Einen konkreten Grund soll es nicht geben für den Ausschluss, wie Fraktionsmitglied Astrid Bönemann erklärt. „Das ist ein langer Prozess gewesen“, sagt sie. Man habe zu oft verschiedene Ansichten gehabt. „Natürlich findet man nicht immer einen Konsens, das ist zuletzt aber immer seltener der Fall gewesen“, so Bönemann. In ihren Augen ist das Ausschluss-Prozedere rechtmäßig. „Es hat eine Anhörung gegeben und anschließend einen Mehrheitsbeschluss“. Das zweifelt Petra Reidt-Schmidt allerdings an, die sich in der Sommerpause nun Gedanken machen will, ob sie gerichtlich gegen den Ausschluss vorgehen soll und einen entsprechenden Beschluss erwirken kann.

Nicht zum ersten Mal gibt es Streit in der SPD-Fraktion im Eller Rathaus. 2005 legten Holger-­Michael Arndt und Kay Kessenich ihr Mandat nieder, ihnen fehlte der Rückhalt in der Partei. Arndt sitzt inzwischen für die Grünen in der Bezirksvertretung. 2011 gab es dann einen Wechsel in der SPD-Fraktion, nachdem Alfred Syska zurücktrat. Mit ihm ging auch Parteikollege Oliver Klumparendt.

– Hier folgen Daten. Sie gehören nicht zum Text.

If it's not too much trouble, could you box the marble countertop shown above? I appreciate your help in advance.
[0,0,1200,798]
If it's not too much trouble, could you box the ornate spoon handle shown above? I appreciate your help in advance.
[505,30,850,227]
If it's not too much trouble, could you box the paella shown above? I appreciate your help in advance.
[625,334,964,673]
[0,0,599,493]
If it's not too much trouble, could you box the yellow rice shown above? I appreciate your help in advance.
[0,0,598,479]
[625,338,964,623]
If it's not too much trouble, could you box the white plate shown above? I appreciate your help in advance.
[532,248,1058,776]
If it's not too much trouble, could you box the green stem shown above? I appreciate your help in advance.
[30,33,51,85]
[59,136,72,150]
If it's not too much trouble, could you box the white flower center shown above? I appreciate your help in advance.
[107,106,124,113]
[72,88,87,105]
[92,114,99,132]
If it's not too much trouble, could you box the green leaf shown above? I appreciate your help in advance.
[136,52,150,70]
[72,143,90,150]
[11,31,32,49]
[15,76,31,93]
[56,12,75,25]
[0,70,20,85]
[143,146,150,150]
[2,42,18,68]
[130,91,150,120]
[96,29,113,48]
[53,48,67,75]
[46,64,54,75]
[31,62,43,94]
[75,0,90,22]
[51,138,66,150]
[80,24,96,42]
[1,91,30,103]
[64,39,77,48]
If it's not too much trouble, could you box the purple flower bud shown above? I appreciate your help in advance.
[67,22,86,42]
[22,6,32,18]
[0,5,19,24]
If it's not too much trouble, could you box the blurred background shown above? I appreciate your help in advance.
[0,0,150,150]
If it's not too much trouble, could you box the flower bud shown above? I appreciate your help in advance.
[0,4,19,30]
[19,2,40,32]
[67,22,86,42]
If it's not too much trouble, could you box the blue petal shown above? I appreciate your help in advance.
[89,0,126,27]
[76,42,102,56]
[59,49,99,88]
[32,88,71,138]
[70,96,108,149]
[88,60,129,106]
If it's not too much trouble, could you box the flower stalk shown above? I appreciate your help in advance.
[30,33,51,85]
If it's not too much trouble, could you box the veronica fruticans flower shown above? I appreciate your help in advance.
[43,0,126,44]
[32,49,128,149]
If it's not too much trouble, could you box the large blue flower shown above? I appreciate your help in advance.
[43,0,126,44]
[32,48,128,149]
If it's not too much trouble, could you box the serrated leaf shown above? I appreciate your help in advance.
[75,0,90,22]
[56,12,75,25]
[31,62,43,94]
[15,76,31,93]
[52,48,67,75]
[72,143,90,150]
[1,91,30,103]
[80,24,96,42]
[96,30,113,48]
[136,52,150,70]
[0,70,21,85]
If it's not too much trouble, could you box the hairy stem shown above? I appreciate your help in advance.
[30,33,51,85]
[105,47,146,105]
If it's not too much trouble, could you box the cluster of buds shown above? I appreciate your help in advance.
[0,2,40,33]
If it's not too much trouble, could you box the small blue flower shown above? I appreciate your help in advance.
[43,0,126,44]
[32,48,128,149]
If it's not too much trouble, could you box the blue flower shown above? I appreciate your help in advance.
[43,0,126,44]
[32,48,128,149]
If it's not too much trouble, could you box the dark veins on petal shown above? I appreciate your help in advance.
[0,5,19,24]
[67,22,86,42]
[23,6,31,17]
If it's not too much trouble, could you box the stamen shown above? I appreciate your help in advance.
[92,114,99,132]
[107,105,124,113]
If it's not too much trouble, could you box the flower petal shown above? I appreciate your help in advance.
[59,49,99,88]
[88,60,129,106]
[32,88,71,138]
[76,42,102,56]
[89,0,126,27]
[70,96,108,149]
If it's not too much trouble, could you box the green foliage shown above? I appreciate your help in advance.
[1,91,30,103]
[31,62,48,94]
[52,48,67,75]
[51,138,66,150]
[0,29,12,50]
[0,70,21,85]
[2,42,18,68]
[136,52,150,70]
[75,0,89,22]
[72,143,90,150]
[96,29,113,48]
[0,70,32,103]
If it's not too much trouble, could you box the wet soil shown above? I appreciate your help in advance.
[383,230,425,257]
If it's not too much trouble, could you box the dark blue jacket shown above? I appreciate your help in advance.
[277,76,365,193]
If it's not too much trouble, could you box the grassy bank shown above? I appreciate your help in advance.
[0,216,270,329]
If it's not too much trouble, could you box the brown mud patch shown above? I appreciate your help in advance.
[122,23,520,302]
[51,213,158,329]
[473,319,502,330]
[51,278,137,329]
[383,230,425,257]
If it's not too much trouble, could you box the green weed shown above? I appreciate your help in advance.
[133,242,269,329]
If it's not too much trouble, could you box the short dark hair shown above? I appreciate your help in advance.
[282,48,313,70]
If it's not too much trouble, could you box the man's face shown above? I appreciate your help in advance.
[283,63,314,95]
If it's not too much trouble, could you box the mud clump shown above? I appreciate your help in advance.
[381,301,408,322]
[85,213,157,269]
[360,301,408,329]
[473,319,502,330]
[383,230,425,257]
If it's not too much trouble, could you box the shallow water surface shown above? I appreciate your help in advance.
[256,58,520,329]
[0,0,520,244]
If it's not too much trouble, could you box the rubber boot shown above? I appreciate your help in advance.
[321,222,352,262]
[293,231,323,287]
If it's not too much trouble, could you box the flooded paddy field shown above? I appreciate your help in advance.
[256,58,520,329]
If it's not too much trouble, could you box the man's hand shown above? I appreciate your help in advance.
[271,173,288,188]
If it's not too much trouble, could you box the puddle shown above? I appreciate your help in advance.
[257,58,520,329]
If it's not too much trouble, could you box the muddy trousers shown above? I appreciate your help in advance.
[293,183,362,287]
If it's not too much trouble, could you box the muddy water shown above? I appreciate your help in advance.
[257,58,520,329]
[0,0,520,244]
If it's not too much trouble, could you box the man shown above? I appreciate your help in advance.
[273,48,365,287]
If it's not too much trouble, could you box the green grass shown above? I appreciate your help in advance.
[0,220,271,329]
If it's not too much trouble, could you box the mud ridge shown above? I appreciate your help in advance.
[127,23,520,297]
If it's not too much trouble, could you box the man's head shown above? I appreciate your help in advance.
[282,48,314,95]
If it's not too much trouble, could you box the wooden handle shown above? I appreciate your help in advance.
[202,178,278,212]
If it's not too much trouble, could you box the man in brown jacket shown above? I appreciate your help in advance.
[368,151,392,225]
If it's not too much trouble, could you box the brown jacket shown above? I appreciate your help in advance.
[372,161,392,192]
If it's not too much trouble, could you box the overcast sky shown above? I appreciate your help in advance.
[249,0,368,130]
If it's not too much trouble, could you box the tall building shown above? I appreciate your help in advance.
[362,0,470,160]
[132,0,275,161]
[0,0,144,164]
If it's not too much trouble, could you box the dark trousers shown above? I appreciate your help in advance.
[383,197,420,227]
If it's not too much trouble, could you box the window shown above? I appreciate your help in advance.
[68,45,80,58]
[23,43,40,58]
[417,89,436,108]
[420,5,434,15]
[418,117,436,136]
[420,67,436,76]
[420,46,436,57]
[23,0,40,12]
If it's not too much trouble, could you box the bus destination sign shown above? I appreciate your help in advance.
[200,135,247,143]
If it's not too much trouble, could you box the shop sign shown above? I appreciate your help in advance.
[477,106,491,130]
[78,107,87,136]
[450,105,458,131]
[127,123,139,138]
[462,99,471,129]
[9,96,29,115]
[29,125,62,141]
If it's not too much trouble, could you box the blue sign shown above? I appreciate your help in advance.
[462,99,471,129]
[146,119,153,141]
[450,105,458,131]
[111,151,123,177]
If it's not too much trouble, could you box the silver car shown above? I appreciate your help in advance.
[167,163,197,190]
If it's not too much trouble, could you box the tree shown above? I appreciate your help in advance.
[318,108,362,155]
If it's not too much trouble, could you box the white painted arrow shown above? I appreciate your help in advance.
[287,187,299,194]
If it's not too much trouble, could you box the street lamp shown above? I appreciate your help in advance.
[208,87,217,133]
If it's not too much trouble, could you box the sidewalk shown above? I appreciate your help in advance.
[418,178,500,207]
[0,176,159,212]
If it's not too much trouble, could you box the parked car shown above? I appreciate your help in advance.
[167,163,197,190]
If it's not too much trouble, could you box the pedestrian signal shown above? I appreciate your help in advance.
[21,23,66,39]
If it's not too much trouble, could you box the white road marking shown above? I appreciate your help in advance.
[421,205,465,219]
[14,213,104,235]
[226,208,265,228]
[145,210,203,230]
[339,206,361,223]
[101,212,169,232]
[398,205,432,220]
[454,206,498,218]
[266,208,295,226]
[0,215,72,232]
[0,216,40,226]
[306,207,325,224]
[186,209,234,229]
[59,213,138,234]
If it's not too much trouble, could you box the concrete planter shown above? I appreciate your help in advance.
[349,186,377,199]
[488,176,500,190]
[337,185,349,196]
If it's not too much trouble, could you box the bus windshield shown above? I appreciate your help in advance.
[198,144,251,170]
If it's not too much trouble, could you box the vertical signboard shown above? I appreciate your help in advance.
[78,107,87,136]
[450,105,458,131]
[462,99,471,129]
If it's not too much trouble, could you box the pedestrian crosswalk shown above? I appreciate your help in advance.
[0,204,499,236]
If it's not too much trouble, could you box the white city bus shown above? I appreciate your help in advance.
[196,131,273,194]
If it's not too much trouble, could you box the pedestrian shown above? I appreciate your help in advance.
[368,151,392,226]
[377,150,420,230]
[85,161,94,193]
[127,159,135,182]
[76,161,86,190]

Erst saßen sie als Fraktionslose in der BV, dann gründeten sie die „Fraktion der freien sozialen Demokraten in der BV 8“. Die Position von Syska übernahm damals Petra Reidt-Schmidt, die einen besseren Zusammenhalt anstrebte. Durch Syskas Rücktritt werde jetzt der Weg frei für einen Neuanfang, eine jüngere Politikgeneration könne Verantwortung übernehmen, sagte sie damals. Und sie war sich sicher, dass alle SPD-Bezirksvertreter an einem Strang ziehen werden.

Sieben Jahre ist man mal mehr, mal weniger friedlich in der SPD miteinander umgegangen. Am Donnerstag dann nahm Reidt-Schmidt ihr Namensschild und setzte sich ans Ende des Tisches auf den Platz von Astrid Bönemann, neben Lutz Pfundner von Die Linke. Mehrfach enthielt sich Reidt-Schmidt bei Anträgen der SPD-Fraktion, etwa beim Wunsch, 1300 Euro Zuschuss an den Verein Frankenheime zu geben. Ob der Zwist Auswirkungen haben wird auf die Verwaltungsarbeit, das kann Bezirksverwaltungsstellenleiter Peter Frymuth noch nicht absehen. Noch hat es keine Konsequenzen gegeben, „bisher ist das eine reine interfraktionelle Sache“, sagt Frymuth.